Terhitung 2018, Petugas KB Jadi Pegawai Pusat, Akan Diberikan Sarana Roda Dua

"Kita akan berupaya program program yang baik agar di daerah yang rendah KB Aktifnya bisa menuai hasil yang baik," tutupnya.

Terhitung  2018, Petugas KB Jadi Pegawai Pusat, Akan Diberikan Sarana Roda Dua
IST
BKKBN Jambi sosialisasi stunting di Kerinci 

Laporan Wartawan Tribun Jambi, Fadly

TRIBUNJAMBI.COM, JAMBI - Per 1 Januari 2018, Petugas Lapangan Keluarga Berencana (PLKB) sudah berganti dari pemerintah kabupaten/kota menjadi pegawai PKB Pusat. Hal ini di sampaikan oleh Sekretaris BKKBN Jambi Mhd Irsal.

Ia mengatakan, pergantian itu adalah secara Nasional. Pengalihan tersebut membuat BKKBN bertanggug jawab atas kesejahteraan mereka, terutama tanggung jawab memberikan pelatihan.

Baca: Hari Anak Nasional 23 Juli 2018, BKKBN Kampanyekan Stop Perkawinan Anak

Baca: Acara Pagi-pagi Pasti Happy yang Dibawakannya Disetop KPI, Nikita Mirzani Beberkan Karena Hal ini?

Selain itu, lanjutnya PLKB tersebut akan diberikan sarana dan prasarana untuk menunjang pekerjaan mereka.

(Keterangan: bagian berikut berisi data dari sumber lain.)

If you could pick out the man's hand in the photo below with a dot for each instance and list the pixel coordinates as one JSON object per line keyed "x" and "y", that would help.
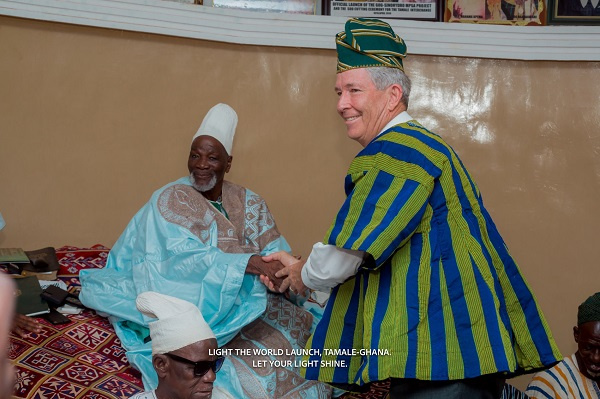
{"x": 292, "y": 272}
{"x": 23, "y": 325}
{"x": 257, "y": 265}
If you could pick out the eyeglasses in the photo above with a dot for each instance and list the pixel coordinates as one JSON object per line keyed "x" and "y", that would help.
{"x": 201, "y": 367}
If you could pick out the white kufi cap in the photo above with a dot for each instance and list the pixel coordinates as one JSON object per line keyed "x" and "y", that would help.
{"x": 220, "y": 122}
{"x": 179, "y": 323}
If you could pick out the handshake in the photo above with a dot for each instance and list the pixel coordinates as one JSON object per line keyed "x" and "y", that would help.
{"x": 279, "y": 271}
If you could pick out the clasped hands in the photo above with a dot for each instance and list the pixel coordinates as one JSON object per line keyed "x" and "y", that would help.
{"x": 281, "y": 271}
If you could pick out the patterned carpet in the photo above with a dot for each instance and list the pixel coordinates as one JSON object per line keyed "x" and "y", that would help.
{"x": 81, "y": 359}
{"x": 84, "y": 358}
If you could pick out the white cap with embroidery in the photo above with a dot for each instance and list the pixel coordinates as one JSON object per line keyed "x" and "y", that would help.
{"x": 179, "y": 323}
{"x": 220, "y": 122}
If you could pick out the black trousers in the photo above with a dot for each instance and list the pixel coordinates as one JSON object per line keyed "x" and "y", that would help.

Baik berupa kendaraan roda dua, dan mendapatkan alat teknologi informasi, dana untuk itu semua bersumber dari dana DAK baik fisik ataupun non fisik.

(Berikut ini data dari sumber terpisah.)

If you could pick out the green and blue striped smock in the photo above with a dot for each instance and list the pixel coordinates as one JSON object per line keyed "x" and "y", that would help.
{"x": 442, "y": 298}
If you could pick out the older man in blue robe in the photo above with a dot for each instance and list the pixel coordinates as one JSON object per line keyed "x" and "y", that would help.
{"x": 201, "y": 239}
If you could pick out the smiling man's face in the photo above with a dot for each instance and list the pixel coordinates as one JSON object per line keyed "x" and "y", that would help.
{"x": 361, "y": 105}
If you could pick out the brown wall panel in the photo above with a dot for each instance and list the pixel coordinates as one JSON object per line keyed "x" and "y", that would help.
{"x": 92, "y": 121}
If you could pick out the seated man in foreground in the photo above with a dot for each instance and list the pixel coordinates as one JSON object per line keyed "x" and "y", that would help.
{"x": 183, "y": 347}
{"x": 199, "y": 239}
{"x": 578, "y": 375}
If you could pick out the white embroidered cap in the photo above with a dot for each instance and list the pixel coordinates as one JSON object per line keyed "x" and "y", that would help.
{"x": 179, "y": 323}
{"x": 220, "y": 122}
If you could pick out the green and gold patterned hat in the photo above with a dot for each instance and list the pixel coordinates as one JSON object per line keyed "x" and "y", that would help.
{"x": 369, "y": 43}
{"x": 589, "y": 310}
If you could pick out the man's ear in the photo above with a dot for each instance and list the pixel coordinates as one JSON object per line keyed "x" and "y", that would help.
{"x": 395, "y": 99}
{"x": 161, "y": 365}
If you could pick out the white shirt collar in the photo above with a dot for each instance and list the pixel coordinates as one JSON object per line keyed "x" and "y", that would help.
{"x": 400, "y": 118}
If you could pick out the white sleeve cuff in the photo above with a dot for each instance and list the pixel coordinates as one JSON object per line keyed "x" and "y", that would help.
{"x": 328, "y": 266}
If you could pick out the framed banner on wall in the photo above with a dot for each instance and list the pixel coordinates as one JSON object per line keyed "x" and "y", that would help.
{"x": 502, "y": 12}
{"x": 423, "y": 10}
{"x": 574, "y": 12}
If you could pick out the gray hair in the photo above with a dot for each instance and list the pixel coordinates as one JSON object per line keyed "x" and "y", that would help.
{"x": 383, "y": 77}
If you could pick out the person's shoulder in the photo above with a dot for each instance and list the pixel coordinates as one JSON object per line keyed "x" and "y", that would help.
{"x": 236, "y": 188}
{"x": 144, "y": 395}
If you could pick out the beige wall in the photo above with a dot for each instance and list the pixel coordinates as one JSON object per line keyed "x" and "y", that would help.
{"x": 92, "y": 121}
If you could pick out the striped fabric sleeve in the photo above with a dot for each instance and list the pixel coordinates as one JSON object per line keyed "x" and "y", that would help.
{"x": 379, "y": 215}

"Ini yang kita berikan agar mereka semua mempunyai semangat kerja yang tinggi," jelasnya.

Sementara itu, Sekretaris Bappeda Ruspen, mengapresiasi atas kegiatan SDKI 2017 yang berlangsung saat ini,

Baca: Cara Cepat Meningkatkan Followers Instagram! Gak Pakai Biaya dan Kamu Bisa Mendadak Jadi Selebgram

Baca: Jejak Karier Roberto Carlos, Legenda Real Madrid yang Kirim Lamaran Jadi Pelatih Bali United

"Kami sebagai pihak perencana bisa merencanakan kegiatan ke depan dan juga bisa mengevaluasi kegiatan dari sisi pengembangan keluarga sejahtera," jelasnya.

Ia berharap ke depan agar pemerintah provinsi dapat menambah jumlah PLKB yang tersebar di Kabupaten/kota, agar nantinya dapat berimbang dan pekerjaan bisa di kerjakan dengan baik.

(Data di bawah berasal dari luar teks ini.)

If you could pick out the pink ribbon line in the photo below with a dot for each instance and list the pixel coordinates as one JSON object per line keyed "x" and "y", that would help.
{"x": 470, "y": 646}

Untuk targer di tahun 2019 nanti, ia mengatakan agar lebih meatangkan progaram program yang di daerah masih dapat dikatan rendah capaiannya.

"Kita akan berupaya program-program yang baik agar di daerah yang rendah KB Aktifnya bisa menuai hasil yang baik," tutupnya.(*)

Baca: Nenek Hasnah Dicekik Selama 3 Menit, Polres Kerinci Hadirkan Sosok Pembunuhnya

Baca: Anak Jadi Bupati, Nenek Tua Margaretha Masih Jualan di Pasar, Sedih Dengar Apa Katanya ke Sang Anak

Penulis: Muuhammad Ferry Fadly
Editor: budi
Sumber: Tribun Jambi
Ikuti kami di
KOMENTAR

BERITA TERKINI

© 2018 TRIBUNnews.com Network,a subsidiary of KG Media.